Crapemyrtle Bark Scale Honeydew Secretion

Crapemyrtle Bark Scale Honeydew Secretion

Black sooty mold is one of the major issues with heavy crapemyrtle bark scale (CMBS; Acanthococcus lagerstroemiae) infestation, which greatly reduces the aesthetic value of host plants. Black sooty mold can be seen not only on crapemyrtles (Lagerstroemia spp.) but also on alternative hosts infested with CMBS such as American beautyberry (Callicarpa americana) and pomegranates (Punica granatum) (Figure 1). Sooty mold is a collective term that comprises of several genera of fungi including Aureobasidium, Antennariella, Cladosporium, Capnodium, Limacinula, and Scorias [1]. These fungi grow on the honeydew secreted by sucking insects (such as CMBS nymphs) when they are actively feeding on the plant [2,3].

Figure 1. Black sooty mold found on pomegranate (Punica granatum; A and B), American beautyberry (Callicarpa Americana; C), and crapemyrtle (Lagerstroemia spp.; D) infested by crapemyrtle bark scale (Acanthococcus lagerstroemiae)

Honeydew secretion is commonly found in all hemipteran insects such as aphids (Aphidoidea) and mealybugs (Pseudococcidae). The damages to plant health related to CMBS honeydew secretion is indirect since this sugar-rich sticky substance is not pathogenic to plants. However, sooty mold blocks sunlight on leaves and reduces photosynthesis. The heavy load of honeydew deposit might explain the presence of ants that are commonly seen around active CMBS infestation. Research showed that the ants (Formicidae) could be actively ‘farming’ aphids by harvesting the honeydew [4,5], which suggests that similar mutualistic relationship might exist between ants and CMBS. Honeydew collected from hemipterans have been studied extensively for understanding insect physiology, however, limited research was done to study CMBS honeydew.

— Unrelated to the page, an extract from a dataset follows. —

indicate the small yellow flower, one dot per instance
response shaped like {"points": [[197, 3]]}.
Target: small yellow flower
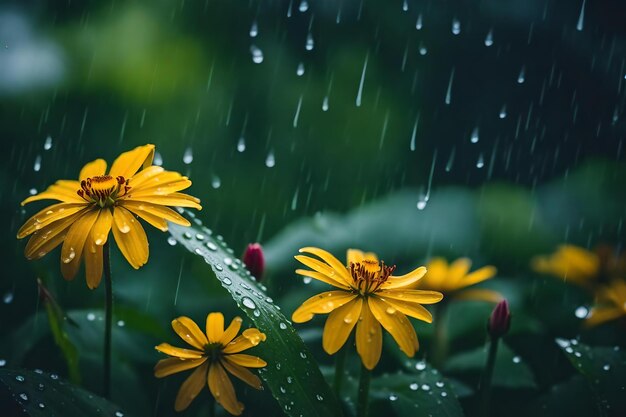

The following videos of CMBS honeydew secretion was obtained during daily observation of CMBS samples. Crapemyrtle bark scale secreted out liquid after being gently stimulated by the hair of a fine brush. This could be potentially a new method of obtaining CMBS honeydew for further chemical analysis.

Related publications:

  1. Nelson, S. Sooty mold. 2008.
  2. Wang, Z.; Chen, Y.; Diaz, R.; Laine, R.A.J.J.o.i.p. Physiology of crapemyrtle bark scale, Acanthococcus lagerstroemiae (Kuwana), associated with seasonally altered cold tolerance. 2019, 112, 1-8.
  3. Gu, M.; Merchant, M.; Robbins, J.; Hopkins, J.J.T.A.; EHT, M.A.E.S. Crape Myrtle Bark Scale: A New Exotic Pest. 2014, 49.
  4. Offenberg, J.J.B.E.; Sociobiology. Balancing between mutualism and exploitation: the symbiotic interaction between Lasius ants and aphids. 2001, 49, 304-310.
  5. Stadler, B.; Dixon, A.F.J.A.R.E.E.S. Ecology and evolution of aphid-ant interactions. 2005, 36, 345-372.